Candidato universal
Constituyó una profunda decepción para el PSC y de rechazo para el PSOE: en cabeza, con más de 13 puntos de distancia sobre CiU en las elecciones generales de 1979, Joan Reventós fue incapaz de asegurar para su partido el triunfo en las autonómicas del año siguiente. Jordi Pujol enjugó en 1980 toda la diferencia y le sacó cinco puntos de ventaja, suficientes para que cayera en sus manos la presidencia de la Generalitat. Desde aquellas elecciones inaugurales, las cosas han rodado sin sobresaltos para el honorable presidente. En las autonómicas de 1984 logró hacerse con la mayoría absoluta, que repitió de forma mecánica hasta 1995, basando siempre su estrategia en un principio que el nacionalismo catalán cultiva desde Cambó: conquistar todo el poder en Cataluña para ser fuertes en Madrid. Y aunque, a diferencia de Cambó, Pujol nunca haya sentido la tentación de ejercer su influencia incorporándose a los gobiernos del Estado, ha logrado identificar su persona con la institución que preside, construir así una posición invulnerable en la política catalana y, al mismo tiempo, ser un poder en Madrid, especialmente desde 1993, cuando se acabaron las mayorías absolutas.
Lo curioso del caso es que la identificación de Pujol con Cataluña, y la tesis de que la suya es la única manera que tienen los catalanes de pesar en la política española, se basa en un gran desestimiento socialista, traducido, elección tras elección, en la presentación de candidatos para perder y en la altísima abstención de sus votantes.

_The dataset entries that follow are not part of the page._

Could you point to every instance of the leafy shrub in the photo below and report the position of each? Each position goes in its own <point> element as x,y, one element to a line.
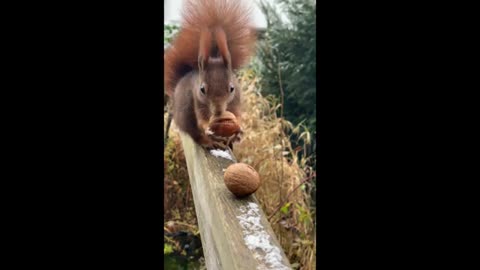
<point>287,59</point>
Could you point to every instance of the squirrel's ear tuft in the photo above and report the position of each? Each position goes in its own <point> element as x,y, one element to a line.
<point>221,39</point>
<point>204,49</point>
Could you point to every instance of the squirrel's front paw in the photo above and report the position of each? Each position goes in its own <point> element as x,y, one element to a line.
<point>210,143</point>
<point>214,137</point>
<point>236,137</point>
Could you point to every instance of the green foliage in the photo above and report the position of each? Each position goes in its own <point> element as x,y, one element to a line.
<point>287,58</point>
<point>167,249</point>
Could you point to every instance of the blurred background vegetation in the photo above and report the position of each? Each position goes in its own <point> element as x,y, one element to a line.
<point>279,89</point>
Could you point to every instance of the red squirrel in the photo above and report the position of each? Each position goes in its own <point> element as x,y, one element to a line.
<point>215,39</point>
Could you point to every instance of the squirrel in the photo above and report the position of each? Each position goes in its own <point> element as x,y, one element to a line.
<point>215,39</point>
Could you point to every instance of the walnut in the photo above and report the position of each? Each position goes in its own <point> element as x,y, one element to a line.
<point>241,179</point>
<point>225,125</point>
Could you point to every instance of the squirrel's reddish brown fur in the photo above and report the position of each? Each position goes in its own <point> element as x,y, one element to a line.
<point>215,39</point>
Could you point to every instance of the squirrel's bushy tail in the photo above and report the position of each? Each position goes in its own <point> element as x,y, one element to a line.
<point>223,26</point>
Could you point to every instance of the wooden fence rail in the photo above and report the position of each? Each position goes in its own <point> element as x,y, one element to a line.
<point>235,233</point>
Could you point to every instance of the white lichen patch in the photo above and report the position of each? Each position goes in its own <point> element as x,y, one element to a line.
<point>221,153</point>
<point>258,240</point>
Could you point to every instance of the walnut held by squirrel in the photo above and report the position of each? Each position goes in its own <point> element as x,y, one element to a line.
<point>216,38</point>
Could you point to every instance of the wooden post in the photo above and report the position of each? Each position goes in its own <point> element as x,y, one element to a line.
<point>235,233</point>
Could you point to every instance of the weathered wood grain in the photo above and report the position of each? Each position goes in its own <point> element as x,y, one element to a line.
<point>217,210</point>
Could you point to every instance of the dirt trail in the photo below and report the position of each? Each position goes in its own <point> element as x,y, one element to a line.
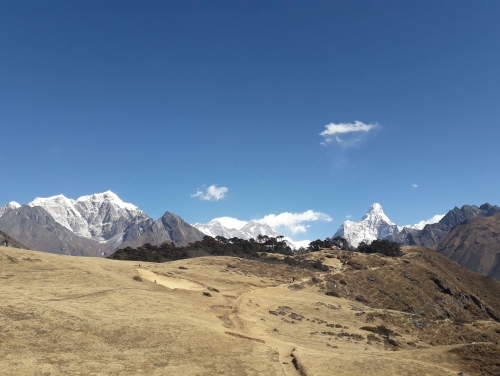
<point>170,282</point>
<point>285,349</point>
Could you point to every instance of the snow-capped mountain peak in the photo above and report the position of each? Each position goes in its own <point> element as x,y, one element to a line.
<point>10,206</point>
<point>102,216</point>
<point>374,225</point>
<point>376,214</point>
<point>108,197</point>
<point>230,227</point>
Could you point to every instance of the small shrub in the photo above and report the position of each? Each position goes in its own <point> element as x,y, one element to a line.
<point>332,293</point>
<point>361,298</point>
<point>373,337</point>
<point>391,341</point>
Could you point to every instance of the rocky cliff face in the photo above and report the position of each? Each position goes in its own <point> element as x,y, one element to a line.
<point>103,217</point>
<point>374,225</point>
<point>431,234</point>
<point>93,225</point>
<point>475,244</point>
<point>249,230</point>
<point>169,228</point>
<point>36,228</point>
<point>8,241</point>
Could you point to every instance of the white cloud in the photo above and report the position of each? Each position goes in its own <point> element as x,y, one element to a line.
<point>333,131</point>
<point>420,225</point>
<point>212,193</point>
<point>435,219</point>
<point>231,222</point>
<point>294,222</point>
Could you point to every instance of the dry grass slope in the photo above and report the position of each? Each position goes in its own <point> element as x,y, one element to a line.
<point>65,315</point>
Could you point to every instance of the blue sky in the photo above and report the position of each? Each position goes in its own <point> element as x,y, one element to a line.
<point>158,100</point>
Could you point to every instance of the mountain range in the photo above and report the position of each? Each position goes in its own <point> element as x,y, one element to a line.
<point>374,225</point>
<point>228,228</point>
<point>469,235</point>
<point>93,225</point>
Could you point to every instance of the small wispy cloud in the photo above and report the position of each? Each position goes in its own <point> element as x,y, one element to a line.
<point>294,222</point>
<point>334,131</point>
<point>212,193</point>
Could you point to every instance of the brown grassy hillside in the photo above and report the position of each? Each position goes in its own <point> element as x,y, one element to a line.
<point>475,244</point>
<point>230,316</point>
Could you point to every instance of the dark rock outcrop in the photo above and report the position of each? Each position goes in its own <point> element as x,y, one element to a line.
<point>169,228</point>
<point>431,234</point>
<point>475,244</point>
<point>8,241</point>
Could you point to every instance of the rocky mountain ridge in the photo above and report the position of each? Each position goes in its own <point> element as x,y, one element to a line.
<point>374,225</point>
<point>475,244</point>
<point>93,225</point>
<point>249,230</point>
<point>431,234</point>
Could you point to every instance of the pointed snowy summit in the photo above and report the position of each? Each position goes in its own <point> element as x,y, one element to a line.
<point>10,206</point>
<point>101,216</point>
<point>374,225</point>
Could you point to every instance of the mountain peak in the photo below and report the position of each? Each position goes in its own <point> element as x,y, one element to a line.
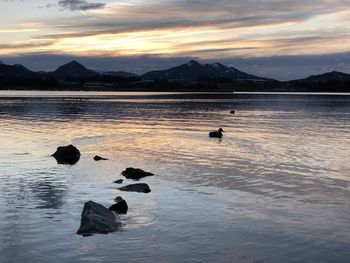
<point>218,65</point>
<point>73,69</point>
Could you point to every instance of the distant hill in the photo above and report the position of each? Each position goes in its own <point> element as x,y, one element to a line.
<point>326,77</point>
<point>15,71</point>
<point>73,69</point>
<point>194,71</point>
<point>120,74</point>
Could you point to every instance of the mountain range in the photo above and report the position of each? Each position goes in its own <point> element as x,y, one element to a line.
<point>189,76</point>
<point>194,71</point>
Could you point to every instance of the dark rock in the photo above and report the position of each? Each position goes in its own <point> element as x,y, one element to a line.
<point>120,206</point>
<point>67,155</point>
<point>97,219</point>
<point>99,158</point>
<point>119,181</point>
<point>135,173</point>
<point>140,188</point>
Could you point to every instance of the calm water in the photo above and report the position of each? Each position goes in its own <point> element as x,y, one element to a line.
<point>274,189</point>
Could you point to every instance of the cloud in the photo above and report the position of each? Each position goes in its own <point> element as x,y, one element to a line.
<point>83,5</point>
<point>278,67</point>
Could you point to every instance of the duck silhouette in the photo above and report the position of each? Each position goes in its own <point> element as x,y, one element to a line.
<point>216,134</point>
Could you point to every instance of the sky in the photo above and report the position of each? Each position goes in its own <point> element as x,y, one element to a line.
<point>279,39</point>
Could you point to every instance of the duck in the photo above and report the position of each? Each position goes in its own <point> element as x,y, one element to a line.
<point>216,134</point>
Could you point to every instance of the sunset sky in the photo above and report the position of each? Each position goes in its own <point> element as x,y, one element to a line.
<point>280,39</point>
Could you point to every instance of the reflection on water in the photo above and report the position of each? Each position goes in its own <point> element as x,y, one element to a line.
<point>274,189</point>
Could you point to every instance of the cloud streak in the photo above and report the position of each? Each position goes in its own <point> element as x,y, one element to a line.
<point>206,29</point>
<point>74,5</point>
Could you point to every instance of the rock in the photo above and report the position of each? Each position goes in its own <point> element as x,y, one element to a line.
<point>67,155</point>
<point>135,173</point>
<point>119,181</point>
<point>140,188</point>
<point>97,219</point>
<point>120,206</point>
<point>99,158</point>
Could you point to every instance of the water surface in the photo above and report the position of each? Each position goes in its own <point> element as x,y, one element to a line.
<point>274,189</point>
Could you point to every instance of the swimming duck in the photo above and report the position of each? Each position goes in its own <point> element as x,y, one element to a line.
<point>216,134</point>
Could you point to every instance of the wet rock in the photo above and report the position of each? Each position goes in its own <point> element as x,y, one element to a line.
<point>97,219</point>
<point>67,155</point>
<point>140,188</point>
<point>99,158</point>
<point>135,173</point>
<point>119,181</point>
<point>120,206</point>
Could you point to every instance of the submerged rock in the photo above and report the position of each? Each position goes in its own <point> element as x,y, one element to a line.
<point>99,158</point>
<point>216,134</point>
<point>97,219</point>
<point>119,181</point>
<point>120,206</point>
<point>67,155</point>
<point>140,188</point>
<point>135,173</point>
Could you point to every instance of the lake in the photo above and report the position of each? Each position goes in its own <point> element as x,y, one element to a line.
<point>275,188</point>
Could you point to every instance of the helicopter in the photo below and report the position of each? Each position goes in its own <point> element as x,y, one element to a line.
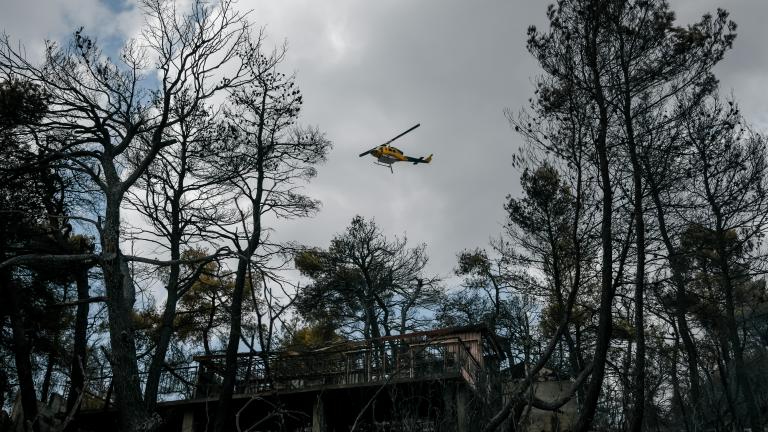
<point>386,155</point>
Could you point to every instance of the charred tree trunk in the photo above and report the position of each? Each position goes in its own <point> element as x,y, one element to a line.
<point>22,351</point>
<point>79,355</point>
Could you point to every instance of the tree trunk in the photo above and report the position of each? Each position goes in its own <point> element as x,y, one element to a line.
<point>132,414</point>
<point>605,321</point>
<point>79,355</point>
<point>222,421</point>
<point>164,334</point>
<point>21,351</point>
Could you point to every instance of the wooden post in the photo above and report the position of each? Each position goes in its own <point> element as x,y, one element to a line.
<point>188,422</point>
<point>318,416</point>
<point>462,410</point>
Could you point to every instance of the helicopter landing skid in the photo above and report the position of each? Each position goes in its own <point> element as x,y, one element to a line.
<point>385,165</point>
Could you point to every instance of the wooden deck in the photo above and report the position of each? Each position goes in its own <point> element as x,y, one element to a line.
<point>457,353</point>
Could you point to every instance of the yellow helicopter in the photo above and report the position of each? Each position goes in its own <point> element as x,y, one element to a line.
<point>386,155</point>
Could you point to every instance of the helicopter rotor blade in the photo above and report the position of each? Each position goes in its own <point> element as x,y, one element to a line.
<point>367,152</point>
<point>412,128</point>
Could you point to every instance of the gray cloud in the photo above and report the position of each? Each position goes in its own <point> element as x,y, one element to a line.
<point>371,69</point>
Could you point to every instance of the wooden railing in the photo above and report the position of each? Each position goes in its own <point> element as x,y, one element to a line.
<point>384,361</point>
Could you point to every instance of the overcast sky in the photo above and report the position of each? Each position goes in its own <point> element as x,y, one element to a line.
<point>370,69</point>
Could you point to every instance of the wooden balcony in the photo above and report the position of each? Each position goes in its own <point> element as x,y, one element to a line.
<point>468,354</point>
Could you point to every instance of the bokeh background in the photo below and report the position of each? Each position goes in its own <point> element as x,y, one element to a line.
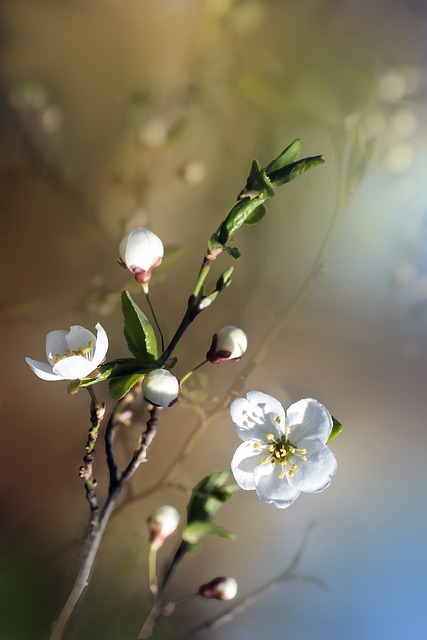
<point>119,114</point>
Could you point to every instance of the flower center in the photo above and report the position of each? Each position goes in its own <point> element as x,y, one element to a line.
<point>283,452</point>
<point>85,352</point>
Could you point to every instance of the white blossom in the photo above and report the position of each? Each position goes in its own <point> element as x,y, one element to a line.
<point>160,387</point>
<point>71,355</point>
<point>283,452</point>
<point>162,523</point>
<point>229,343</point>
<point>141,251</point>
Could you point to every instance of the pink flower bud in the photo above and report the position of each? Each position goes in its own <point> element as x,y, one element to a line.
<point>219,588</point>
<point>161,524</point>
<point>230,343</point>
<point>141,251</point>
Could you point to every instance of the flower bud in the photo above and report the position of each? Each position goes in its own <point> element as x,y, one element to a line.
<point>141,251</point>
<point>160,387</point>
<point>161,524</point>
<point>230,343</point>
<point>219,588</point>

En ningún sitio como en Cataluña se ha repetido una conducta tan persistentemente dual, con unos electores que siempre dan el triunfo al PSC en las generales porque salen a votar, pero que en las autonómicas se quedan en casa para que CiU nunca pierda. Si los electores se hubieran comportado en éstas como en aquéllas, Pujol habría tenido más difícil la fusión de su persona con la institución que preside y hasta con la nación que gobierna.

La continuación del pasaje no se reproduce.